When it’s my turn on the stereo I let the iPod play whatever comes up: there’s 60 GB of songs on it from the 2000s, my digital library through 2010, played top to bottom in alphabetical order by song title. After two years of this we’ve just started the M songs. “Made of Stone” by the Stone Roses, then “Made-up Dreams” by Built to Spill.

She listens with care and we don’t speak, then we talk about each song and what we heard. I know in some small way she’ll remember that. And I feel less a sense of finality in my own life, that I’ve shared something with her. That life can be rich with meaning, whether you remember it or not.



Categories: identity, Memoir, parenting, writing

Tags: , ,

17 replies

  1. Enjoyable read, Bill. Thank you for sharing it! ~Ed.

    Liked by 1 person

    • Hey Ed, nice to hear from you and thank you for this! Hope you’re well. And happy new year ha ha!

      Liked by 1 person

      • You are welcome, Bill. And Happy New Year to you, too! bwhahaha! Vintage question: Are you still writing 2023 on your personal checks? :)

        Liked by 1 person

      • Ha ha that’s funny! I stopped writing checks a while ago. I’m really glad for online bill pay. Like my favorite technological advancement I think! But I feel you if you’re still in 23 mode. By the time you switch over, might be 25 eh?!

        Liked by 1 person

      • No, I have made the jump successfully. I like online bill paying, too. Not sure when was the last time I wrote an actual paper check… or used actual cash to make a purchase for that matter. I did keep writing 23 in my handwritten journal for the first ten days of the new year. Now I have to remember there are 29 days in February this year.

        Liked by 1 person

      • Some things like traveler’s checks have thankfully died a very definitive death.

        Liked by 1 person

  2. I’ve fragmented faded memories of listening to a BBC radio play adaptation of Solaris. It’s a strange story but seems to have had a benign even positive impact on you judging by this post and its flow. I’m left thinking how nice it is that Charlotte gets Dad to drive her to a dance contest and share in the revision and creation of memories along the way.
    Be well and do good.
    DD

    Liked by 1 person

  3. A hundred quid in a sock seems so much cooler than a debit card or venmo. And if it’s good strong sock, you can whack the hipsters with it to get to the bar. Cool dream. And sharing music like that with someone who’ll really discuss it is cool, too.

    Liked by 1 person

    • Very cool of you to comment in this fashion too, mister! I like the idea of the sock as a weapon that’s good! Makes me think of a scene in that Sean Penn film Bad Boys where they used some cans of coke in a pillow case as a weapon, kind of grotesque ha ha

      Liked by 1 person

  4. I really love the image of all the look-alike hipsters in the art gallery. The scene a piece of art in itself.

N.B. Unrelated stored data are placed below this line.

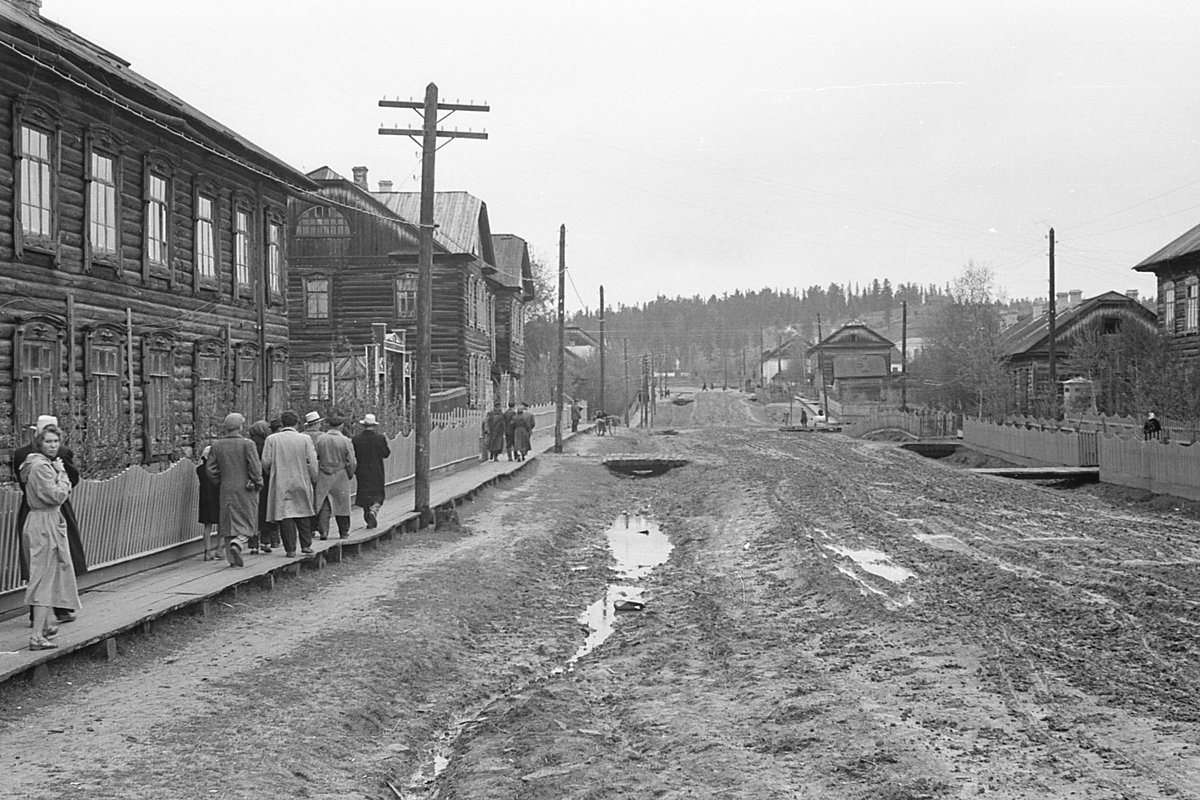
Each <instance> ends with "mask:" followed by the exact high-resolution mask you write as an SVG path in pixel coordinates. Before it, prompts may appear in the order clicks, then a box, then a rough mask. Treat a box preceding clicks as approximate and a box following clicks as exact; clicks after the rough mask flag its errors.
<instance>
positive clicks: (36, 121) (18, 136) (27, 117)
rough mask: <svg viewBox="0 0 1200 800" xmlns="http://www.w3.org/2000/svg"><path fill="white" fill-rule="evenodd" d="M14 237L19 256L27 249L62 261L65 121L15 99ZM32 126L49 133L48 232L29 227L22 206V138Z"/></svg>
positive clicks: (46, 111)
mask: <svg viewBox="0 0 1200 800" xmlns="http://www.w3.org/2000/svg"><path fill="white" fill-rule="evenodd" d="M12 118H13V119H12V155H13V161H12V167H13V172H12V184H13V188H12V191H13V198H12V200H13V203H12V241H13V254H14V257H16V258H17V259H20V258H23V257H24V255H25V251H32V252H38V253H46V254H48V255H50V259H52V260H50V263H52V265H54V266H58V265H59V259H60V248H59V218H60V207H59V205H60V201H59V170H60V169H61V162H62V152H61V144H62V124H61V121H60V119H59V116H58V114H55V113H54V112H52V110H50V109H49V108H47V107H44V106H42V104H40V103H32V102H20V101H17V102H13V106H12ZM25 128H29V130H31V131H36V132H38V133H42V134H44V136H46V137H47V139H48V140H47V151H48V156H49V161H48V162H47V163H48V164H49V166H48V172H49V197H48V201H49V221H48V224H49V230H48V231H47V233H44V234H41V233H31V231H26V230H25V218H24V216H25V215H24V213H22V206H23V204H24V201H25V198H24V194H25V191H24V188H25V187H24V184H25V181H24V180H23V173H24V170H25V161H26V158H28V157H26V156H25V146H24V144H23V142H22V132H23V131H24V130H25Z"/></svg>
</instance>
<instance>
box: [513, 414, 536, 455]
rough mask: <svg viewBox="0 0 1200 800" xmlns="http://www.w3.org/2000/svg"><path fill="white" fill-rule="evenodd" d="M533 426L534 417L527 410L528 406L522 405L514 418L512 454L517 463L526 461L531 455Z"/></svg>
mask: <svg viewBox="0 0 1200 800" xmlns="http://www.w3.org/2000/svg"><path fill="white" fill-rule="evenodd" d="M533 425H534V423H533V415H532V414H529V413H528V411H527V410H526V405H524V403H522V404H521V405H518V407H517V413H516V416H514V417H512V452H514V453H515V455H516V459H517V461H524V459H526V456H527V455H528V453H529V444H530V439H532V438H533Z"/></svg>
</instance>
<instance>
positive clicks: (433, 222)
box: [379, 83, 491, 527]
mask: <svg viewBox="0 0 1200 800" xmlns="http://www.w3.org/2000/svg"><path fill="white" fill-rule="evenodd" d="M379 106H380V107H382V108H408V109H413V110H415V112H419V113H420V114H421V120H422V122H424V125H422V126H421V127H420V128H400V127H394V128H379V133H380V134H383V136H407V137H409V138H412V139H413V140H414V142H415V140H416V139H415V137H421V139H420V143H421V221H420V233H421V241H420V251H419V260H418V273H416V343H415V349H416V363H415V365H414V367H415V374H414V379H415V384H416V385H415V387H414V389H415V392H414V393H415V398H414V401H415V402H414V408H413V423H414V431H413V433H414V437H413V438H414V444H415V457H416V458H415V464H414V467H415V473H416V474H415V476H414V480H413V511H415V512H418V513H419V515H420V524H421V525H422V527H424V525H428V524H431V523H432V522H433V511H432V509H430V434H431V428H432V415H431V414H430V369H431V359H430V350H431V349H432V339H433V336H432V320H433V229H434V228H437V223H436V222H434V219H433V162H434V155H436V154H437V151H438V146H437V140H438V138H445V139H486V138H487V134H486V133H484V132H474V131H466V132H463V131H439V130H438V112H450V113H454V112H487V110H491V109H490V108H488V107H487V106H474V104H463V103H439V102H438V86H437V84H433V83H431V84H430V85H428V86H426V88H425V102H424V103H419V102H416V101H412V100H409V101H402V100H380V101H379Z"/></svg>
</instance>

    And for something completely different, I do enjoy the randomness of playing music alphabetically.

    Have a good one my friend.

    Liked by 1 person

    • That’s so cool! Both! Love to hear that and thanks for telling me! It’s fun too when you’re getting to the bottom of the Ls and wondering how the hell it can keep going on and then you get Tribe Called Quest “Lyrics to Go.”

      Liked by 1 person

      • I can imagine the speculation -“I wonder what the first M is going to be. Oh wait, there’s one more L. Is this really the last L?” Pleasant surprises for the ear and the brain.

        Liked by 1 person

      • I know. And then The Cure makes a song called M, naturally. And that is kind of wondrous in a nerd way I’m happy you can relate to my friend! Thanks for playing a round of table tennis with me this Monday 😜

        Liked by 1 person

  5. Love the commitment to the iPod. I have a time capsule sitting around here somewhere, except I think it’s 2GB. I had to constantly curate and purge. Consequently, I have several burned CDs of archived songs and nothing to play them on.